Array backend design¶
This page explains why earthkit-hydro supports multiple array backends and how this design choice affects your work.
The flexibility challenge¶
Hydrological datasets come in many forms - NetCDF files, GeoTIFFs, CSV tables, databases - and scientists use different computing ecosystems:
Climate scientists often use xarray for labeled multi-dimensional arrays
Machine learning practitioners use PyTorch, JAX, or TensorFlow
Performance-focused users leverage CuPy for GPU acceleration
Traditional scientific computing relies on NumPy
Rather than forcing everyone into one framework, earthkit-hydro is backend-agnostic.
How it works¶
Earthkit in general, but specifically also earthkit-hydro operations work with any array backend that supports basic operations like indexing, aggregation, and mathematical operations. The library:
Detects what array type you provide (numpy, cupy, torch, etc.)

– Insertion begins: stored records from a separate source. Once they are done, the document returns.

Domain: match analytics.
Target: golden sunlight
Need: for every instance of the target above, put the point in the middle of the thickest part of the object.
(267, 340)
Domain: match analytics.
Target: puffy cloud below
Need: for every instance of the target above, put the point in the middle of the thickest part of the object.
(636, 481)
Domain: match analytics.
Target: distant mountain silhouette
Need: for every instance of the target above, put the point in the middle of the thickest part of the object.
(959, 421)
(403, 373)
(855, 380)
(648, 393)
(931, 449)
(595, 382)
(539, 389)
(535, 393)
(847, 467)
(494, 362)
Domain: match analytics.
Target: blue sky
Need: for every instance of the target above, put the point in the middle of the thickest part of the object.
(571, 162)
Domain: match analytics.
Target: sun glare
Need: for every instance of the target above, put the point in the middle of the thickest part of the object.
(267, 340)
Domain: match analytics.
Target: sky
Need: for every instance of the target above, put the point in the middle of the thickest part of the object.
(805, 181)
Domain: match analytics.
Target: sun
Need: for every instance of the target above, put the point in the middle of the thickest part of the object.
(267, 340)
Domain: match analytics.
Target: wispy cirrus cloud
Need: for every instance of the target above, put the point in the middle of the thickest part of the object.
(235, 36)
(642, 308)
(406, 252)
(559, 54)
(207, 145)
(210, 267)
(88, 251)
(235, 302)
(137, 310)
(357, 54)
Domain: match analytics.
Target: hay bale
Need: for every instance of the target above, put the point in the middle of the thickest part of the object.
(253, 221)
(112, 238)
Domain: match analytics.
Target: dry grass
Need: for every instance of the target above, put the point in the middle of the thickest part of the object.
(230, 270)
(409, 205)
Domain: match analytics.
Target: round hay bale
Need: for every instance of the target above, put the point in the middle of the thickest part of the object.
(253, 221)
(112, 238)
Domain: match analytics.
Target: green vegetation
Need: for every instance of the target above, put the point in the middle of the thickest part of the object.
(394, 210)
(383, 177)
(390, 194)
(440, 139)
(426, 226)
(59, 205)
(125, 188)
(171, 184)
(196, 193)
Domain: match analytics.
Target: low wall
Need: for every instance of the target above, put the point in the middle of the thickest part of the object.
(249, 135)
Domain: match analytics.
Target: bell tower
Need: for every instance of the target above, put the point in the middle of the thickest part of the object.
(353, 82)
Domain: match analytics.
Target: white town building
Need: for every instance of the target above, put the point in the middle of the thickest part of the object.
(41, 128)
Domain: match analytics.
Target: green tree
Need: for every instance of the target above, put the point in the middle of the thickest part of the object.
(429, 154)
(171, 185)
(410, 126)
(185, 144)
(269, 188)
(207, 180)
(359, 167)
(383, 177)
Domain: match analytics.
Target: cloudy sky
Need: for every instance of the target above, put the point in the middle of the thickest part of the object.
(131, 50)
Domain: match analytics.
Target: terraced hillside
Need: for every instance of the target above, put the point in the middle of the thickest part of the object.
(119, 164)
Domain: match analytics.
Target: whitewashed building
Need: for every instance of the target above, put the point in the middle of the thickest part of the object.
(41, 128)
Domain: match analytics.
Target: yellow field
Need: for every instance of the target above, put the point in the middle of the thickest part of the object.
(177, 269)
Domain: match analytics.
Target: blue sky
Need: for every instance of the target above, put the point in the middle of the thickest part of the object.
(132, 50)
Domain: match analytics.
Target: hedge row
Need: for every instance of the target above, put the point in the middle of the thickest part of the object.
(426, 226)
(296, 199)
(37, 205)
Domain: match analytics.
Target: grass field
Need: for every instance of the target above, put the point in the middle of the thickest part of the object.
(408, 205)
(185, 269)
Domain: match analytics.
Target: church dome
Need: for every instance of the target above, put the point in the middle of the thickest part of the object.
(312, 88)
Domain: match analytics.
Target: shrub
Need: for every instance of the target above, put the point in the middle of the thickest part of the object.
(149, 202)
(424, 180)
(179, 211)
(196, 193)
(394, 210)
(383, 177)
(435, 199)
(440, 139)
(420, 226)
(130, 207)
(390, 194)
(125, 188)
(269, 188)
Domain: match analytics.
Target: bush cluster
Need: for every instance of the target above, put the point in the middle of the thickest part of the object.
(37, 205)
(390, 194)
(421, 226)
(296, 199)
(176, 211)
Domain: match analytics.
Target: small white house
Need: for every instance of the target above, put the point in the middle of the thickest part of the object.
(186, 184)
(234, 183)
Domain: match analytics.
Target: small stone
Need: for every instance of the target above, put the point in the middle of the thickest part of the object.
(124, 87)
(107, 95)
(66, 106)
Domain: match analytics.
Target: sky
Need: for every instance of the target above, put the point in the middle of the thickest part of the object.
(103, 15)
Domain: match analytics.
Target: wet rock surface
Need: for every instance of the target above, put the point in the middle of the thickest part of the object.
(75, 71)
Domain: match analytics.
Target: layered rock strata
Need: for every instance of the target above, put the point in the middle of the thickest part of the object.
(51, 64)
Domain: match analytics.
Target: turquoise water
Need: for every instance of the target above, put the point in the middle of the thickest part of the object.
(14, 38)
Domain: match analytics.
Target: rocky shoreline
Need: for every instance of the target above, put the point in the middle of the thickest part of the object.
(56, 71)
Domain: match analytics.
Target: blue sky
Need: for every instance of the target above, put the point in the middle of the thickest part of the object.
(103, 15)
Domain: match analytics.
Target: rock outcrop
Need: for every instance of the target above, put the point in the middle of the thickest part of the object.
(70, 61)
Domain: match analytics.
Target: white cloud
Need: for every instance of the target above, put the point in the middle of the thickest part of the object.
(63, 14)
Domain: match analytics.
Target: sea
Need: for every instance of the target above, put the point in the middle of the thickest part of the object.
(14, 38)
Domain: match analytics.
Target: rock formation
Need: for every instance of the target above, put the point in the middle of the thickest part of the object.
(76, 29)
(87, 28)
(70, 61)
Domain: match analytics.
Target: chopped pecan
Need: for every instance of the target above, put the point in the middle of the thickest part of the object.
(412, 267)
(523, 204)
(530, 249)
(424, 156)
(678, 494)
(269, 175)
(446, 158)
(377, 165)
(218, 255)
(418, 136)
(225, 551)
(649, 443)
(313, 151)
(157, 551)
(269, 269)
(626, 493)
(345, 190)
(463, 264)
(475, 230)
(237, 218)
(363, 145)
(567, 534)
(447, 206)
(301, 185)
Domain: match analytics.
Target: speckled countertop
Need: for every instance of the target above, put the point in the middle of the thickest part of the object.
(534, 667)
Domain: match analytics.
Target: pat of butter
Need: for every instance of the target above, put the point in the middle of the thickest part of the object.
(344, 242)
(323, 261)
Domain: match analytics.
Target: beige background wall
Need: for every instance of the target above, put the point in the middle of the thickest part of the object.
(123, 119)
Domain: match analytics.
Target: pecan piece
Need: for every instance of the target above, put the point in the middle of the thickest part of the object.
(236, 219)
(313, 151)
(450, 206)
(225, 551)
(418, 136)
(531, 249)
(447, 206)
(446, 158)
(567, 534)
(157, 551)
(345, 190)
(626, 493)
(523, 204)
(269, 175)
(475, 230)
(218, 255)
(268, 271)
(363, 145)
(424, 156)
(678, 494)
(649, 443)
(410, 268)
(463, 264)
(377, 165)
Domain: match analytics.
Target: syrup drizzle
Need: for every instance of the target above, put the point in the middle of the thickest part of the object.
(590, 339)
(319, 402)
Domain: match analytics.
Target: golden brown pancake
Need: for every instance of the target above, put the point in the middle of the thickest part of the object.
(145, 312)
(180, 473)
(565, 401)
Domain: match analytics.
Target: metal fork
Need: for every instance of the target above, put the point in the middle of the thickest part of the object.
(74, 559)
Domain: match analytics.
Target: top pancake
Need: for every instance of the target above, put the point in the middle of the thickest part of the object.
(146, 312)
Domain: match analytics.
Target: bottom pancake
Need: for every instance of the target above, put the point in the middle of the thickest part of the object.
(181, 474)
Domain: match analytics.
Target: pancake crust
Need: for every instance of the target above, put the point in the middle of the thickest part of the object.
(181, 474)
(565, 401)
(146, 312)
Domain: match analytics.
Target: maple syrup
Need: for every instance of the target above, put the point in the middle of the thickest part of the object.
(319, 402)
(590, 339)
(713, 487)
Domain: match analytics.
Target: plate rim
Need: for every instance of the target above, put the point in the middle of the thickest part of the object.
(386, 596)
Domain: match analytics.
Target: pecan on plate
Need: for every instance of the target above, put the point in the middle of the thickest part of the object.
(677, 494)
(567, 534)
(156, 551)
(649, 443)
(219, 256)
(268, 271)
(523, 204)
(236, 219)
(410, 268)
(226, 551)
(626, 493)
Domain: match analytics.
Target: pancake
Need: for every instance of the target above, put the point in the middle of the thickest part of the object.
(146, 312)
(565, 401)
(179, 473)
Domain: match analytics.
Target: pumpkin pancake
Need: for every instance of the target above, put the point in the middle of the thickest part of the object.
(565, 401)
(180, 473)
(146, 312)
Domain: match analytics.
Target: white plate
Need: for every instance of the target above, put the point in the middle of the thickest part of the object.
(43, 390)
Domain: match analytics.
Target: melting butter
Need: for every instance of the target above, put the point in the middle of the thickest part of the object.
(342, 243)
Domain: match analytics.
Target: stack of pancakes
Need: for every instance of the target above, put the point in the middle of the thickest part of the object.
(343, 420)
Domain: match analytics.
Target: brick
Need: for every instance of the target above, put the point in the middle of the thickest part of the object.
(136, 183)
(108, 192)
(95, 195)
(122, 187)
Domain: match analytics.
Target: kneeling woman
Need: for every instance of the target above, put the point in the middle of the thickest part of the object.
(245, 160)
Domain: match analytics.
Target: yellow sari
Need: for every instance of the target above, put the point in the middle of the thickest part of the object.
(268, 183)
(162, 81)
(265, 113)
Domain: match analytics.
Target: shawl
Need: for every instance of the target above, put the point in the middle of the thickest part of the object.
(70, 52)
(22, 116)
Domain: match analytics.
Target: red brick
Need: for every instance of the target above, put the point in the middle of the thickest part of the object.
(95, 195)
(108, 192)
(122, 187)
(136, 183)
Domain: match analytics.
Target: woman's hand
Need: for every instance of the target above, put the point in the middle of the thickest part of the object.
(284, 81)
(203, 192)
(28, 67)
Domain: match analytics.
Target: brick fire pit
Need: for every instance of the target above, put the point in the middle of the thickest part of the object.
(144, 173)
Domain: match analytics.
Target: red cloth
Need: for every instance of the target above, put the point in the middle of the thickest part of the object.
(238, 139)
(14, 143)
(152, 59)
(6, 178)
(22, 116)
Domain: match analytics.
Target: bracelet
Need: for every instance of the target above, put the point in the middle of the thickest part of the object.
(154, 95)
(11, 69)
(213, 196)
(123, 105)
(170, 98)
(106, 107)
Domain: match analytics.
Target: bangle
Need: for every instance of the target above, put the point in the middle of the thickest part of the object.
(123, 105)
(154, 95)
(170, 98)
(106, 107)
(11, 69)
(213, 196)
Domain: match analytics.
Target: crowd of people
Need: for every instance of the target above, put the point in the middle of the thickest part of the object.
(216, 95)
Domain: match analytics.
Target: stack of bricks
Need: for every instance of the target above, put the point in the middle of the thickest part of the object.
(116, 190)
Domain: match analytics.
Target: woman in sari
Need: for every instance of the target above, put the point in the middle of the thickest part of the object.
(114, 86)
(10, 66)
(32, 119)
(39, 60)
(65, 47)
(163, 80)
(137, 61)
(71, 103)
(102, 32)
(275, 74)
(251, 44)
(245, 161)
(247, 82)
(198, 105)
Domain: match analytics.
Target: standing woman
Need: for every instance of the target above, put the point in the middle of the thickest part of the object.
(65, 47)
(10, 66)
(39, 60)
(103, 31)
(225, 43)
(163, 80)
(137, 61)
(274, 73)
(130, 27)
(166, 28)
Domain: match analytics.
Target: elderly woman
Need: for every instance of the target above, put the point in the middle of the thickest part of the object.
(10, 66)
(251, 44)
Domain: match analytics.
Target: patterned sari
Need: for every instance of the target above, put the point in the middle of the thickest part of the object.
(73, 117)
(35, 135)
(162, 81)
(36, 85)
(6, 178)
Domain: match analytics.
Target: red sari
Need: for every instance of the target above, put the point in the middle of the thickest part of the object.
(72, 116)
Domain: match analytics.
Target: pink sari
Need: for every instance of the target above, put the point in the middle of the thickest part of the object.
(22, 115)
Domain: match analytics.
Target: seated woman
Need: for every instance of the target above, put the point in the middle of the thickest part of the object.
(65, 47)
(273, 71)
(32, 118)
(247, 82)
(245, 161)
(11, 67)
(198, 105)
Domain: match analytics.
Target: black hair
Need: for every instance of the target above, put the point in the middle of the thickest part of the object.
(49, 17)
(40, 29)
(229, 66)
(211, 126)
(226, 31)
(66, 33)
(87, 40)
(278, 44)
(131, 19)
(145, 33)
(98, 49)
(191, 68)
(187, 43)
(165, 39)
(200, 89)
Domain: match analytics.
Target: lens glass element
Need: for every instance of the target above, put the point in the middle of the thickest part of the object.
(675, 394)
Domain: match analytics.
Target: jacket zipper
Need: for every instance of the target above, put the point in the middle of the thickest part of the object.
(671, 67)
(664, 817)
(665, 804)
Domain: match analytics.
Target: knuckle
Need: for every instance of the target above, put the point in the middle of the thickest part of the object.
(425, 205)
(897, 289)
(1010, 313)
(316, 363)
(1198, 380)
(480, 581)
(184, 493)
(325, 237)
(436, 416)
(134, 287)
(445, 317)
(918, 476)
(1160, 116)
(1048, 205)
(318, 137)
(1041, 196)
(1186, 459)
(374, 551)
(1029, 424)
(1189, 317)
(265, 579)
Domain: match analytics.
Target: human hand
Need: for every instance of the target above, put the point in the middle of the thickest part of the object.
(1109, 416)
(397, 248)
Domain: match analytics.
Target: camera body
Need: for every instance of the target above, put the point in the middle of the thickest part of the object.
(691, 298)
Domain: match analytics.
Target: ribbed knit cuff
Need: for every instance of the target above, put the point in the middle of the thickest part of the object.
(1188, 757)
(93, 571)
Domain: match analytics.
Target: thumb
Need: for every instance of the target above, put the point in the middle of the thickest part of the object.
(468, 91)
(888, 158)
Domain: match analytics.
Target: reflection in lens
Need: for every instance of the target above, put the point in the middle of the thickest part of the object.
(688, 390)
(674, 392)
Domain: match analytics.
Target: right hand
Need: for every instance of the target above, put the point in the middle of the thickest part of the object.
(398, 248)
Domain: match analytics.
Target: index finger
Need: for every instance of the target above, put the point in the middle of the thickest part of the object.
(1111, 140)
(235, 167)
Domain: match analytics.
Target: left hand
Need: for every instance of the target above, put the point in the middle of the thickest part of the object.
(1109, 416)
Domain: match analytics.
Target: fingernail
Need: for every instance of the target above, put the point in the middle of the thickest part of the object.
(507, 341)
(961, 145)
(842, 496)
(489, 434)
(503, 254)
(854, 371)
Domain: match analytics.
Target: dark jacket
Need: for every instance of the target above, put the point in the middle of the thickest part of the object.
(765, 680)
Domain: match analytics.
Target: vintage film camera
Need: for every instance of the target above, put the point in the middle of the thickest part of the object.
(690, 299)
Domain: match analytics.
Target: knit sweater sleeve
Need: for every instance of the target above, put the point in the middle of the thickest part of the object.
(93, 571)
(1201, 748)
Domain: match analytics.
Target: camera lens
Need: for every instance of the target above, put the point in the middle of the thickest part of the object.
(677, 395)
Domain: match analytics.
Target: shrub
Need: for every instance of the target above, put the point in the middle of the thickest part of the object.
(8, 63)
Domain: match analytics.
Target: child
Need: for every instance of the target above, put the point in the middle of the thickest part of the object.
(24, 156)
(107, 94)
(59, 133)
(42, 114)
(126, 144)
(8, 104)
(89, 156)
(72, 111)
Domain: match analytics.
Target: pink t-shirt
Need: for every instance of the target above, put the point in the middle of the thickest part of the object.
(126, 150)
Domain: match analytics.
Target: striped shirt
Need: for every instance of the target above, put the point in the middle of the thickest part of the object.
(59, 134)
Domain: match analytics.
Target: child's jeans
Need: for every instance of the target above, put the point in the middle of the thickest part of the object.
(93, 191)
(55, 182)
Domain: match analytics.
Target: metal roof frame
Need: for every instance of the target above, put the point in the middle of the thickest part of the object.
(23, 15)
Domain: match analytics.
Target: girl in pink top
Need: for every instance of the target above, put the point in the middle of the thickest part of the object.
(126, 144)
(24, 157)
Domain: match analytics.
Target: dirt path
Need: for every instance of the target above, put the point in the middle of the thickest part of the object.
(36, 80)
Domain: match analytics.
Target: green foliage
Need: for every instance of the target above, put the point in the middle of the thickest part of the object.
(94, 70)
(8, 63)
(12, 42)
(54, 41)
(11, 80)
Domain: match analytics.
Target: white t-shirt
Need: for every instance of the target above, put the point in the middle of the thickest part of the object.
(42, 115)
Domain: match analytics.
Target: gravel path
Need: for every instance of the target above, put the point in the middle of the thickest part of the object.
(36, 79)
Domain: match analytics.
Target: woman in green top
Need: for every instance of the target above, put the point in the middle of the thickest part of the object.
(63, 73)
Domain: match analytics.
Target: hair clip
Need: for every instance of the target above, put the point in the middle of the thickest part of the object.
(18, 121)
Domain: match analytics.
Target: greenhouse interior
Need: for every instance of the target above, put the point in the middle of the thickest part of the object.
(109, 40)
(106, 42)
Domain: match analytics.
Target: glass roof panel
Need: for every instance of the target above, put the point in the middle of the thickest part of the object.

Dispatches operations to backend-appropriate implementations
Returns results in the same array type you provided
This means:
import numpy as np
import torch
import earthkit.hydro as ekh
network = ekh.river_network.load("efas", "5")
# Works with NumPy
numpy_data = np.ones(network.shape)
result_np = ekh.upstream.array.sum(network, numpy_data) # Returns NumPy array
# Works with PyTorch
torch_data = torch.ones(network.shape)
result_torch = ekh.upstream.array.sum(network, torch_data) # Returns PyTorch tensor
No conversion needed, no backend lock-in.
Benefits for machine learning¶
Supporting ML frameworks natively enables:
Differentiability: Operations with PyTorch/JAX are differentiable, allowing:
Gradient-based optimization of hydrological models
Integration of physical constraints in neural networks
Parameter estimation through backpropagation
GPU acceleration: Automatic GPU execution with CuPy/PyTorch CUDA tensors for:
Processing large spatial domains
Ensemble simulations
Real-time applications
Framework integration: Seamless use in existing ML pipelines without data conversion overhead.
Benefits for traditional workflows¶
Even if you don’t use ML frameworks, backend flexibility provides:
xarray integration: Preserve dimension labels, coordinates, and metadata throughout your workflow:
import earthkit.data as ekd
import earthkit.hydro as ekh
# Input as xarray with coordinates and metadata
runoff = ekd.from_source("file", "runoff.nc").to_xarray()["runoff"]
network = ekh.river_network.load("efas", "5")
discharge = ekh.upstream.sum(network, runoff)
# discharge is still an xarray DataArray with coordinates!
Performance portability: Switch to GPU execution by changing array type, not code:
# CPU version
import numpy as np
data = np.array(...)
result = ekh.upstream.array.sum(network, data)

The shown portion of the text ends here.